The formulated MIL-100@Apa@MPN demonstrates remarkable thermal stability and possesses a uniform structure, with measured drug-loading (DL) and encapsulation efficiency (EE) rates of 28.33% and 85.01%, respectively. In vitro studies demonstrated that HepG2 cells efficiently uptake coumarin-6-loaded NPs, and a significant increase in cumulative drug release was observed under lower pH conditions (pH 5.0), leading to the release of approximately 73.72% of Apa. In HepG2 cells, MIL-100@Apa@MPN exhibited more significant antiproliferative activity compared to free Apa. In vivo, MIL-100@Apa@MPN significantly inhibited tumor growth, attenuated side-effects, and enhanced therapeutic effects in H22 tumor-bearing mice compared to other groups.

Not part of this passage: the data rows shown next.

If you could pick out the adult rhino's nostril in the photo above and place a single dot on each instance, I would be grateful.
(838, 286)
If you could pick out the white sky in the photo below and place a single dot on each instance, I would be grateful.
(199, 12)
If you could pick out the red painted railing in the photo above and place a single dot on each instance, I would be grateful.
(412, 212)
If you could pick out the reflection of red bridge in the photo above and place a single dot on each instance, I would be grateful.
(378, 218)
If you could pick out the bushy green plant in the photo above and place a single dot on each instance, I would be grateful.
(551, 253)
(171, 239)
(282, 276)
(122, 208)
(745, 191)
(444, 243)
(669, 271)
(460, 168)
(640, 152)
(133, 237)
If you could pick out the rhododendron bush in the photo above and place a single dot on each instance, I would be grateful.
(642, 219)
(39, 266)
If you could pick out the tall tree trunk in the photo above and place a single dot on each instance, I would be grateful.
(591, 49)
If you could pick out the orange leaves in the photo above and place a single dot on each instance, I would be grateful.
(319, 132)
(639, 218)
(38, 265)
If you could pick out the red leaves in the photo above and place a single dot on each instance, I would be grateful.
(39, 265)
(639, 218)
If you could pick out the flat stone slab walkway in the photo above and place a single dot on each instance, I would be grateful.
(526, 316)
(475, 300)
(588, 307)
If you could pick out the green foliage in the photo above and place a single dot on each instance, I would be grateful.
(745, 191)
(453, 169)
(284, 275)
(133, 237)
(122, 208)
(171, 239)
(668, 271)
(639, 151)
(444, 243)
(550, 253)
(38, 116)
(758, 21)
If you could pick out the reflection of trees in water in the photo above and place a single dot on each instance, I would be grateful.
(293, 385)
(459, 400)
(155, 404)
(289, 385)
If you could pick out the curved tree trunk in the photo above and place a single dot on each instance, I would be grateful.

We have successfully constructed a MOF delivery system with excellent safety, sustained-release capability, pH-targeting, and improved anti-tumor efficacy, highlighting its potential as a therapeutic approach for the treatment of HCC.
肝细胞癌(HCC)的系统治疗效果有限,主要是由于肿瘤的复杂防御机制和药物的严重毒性副作用。抗血管生成药物安罗替尼(Apa)是治疗肝癌的关键药物之一,由于靶向性不足,疗效并不理想,且伴有明显的副作用。利用纳米材料增强其靶向性是提高肝癌治疗效果的重要策略。
采用金属有机骨架(MOFs)作为载体,制备了一种载有安罗替尼的金属有机骨架基多功能药物输送系统(MIL-100@Apa@MPN),并对其进行了金属多酚网络包覆。采用 X 射线衍射(XRD)、透射电子显微镜(TEM)、Zeta 电位测量和粒径分析等技术对纳米粒子(NPs)进行了表征。体外实验观察了 MIL-100@Apa@MPN 对 HepG2 细胞的药物释放动力学和细胞毒性作用。采用 H22 荷瘤小鼠模型评价了 MIL-100@Apa@MPN 的体内抗肿瘤疗效。
所制备的 MIL-100@Apa@MPN 具有显著的热稳定性,结构均匀,载药量(DL)和包封率(EE)分别为 28.33%和 85.01%。体外研究表明,HepG2 细胞能够有效摄取负载香豆素-6 的 NPs,在较低 pH 值(pH 5.0)条件下,累积药物释放量显著增加,导致约 73.72%的 Apa 释放。在 HepG2 细胞中,MIL-100@Apa@MPN 与游离 Apa 相比,具有更显著的抗增殖活性。在体内,与其他组相比,MIL-100@Apa@MPN 能显著抑制肿瘤生长,减轻副作用,增强 H22 荷瘤小鼠的治疗效果。
我们成功构建了一种具有优异安全性、缓释能力、pH 靶向性和提高抗肿瘤疗效的 MOF 给药系统,为 HCC 的治疗提供了一种有前途的治疗方法。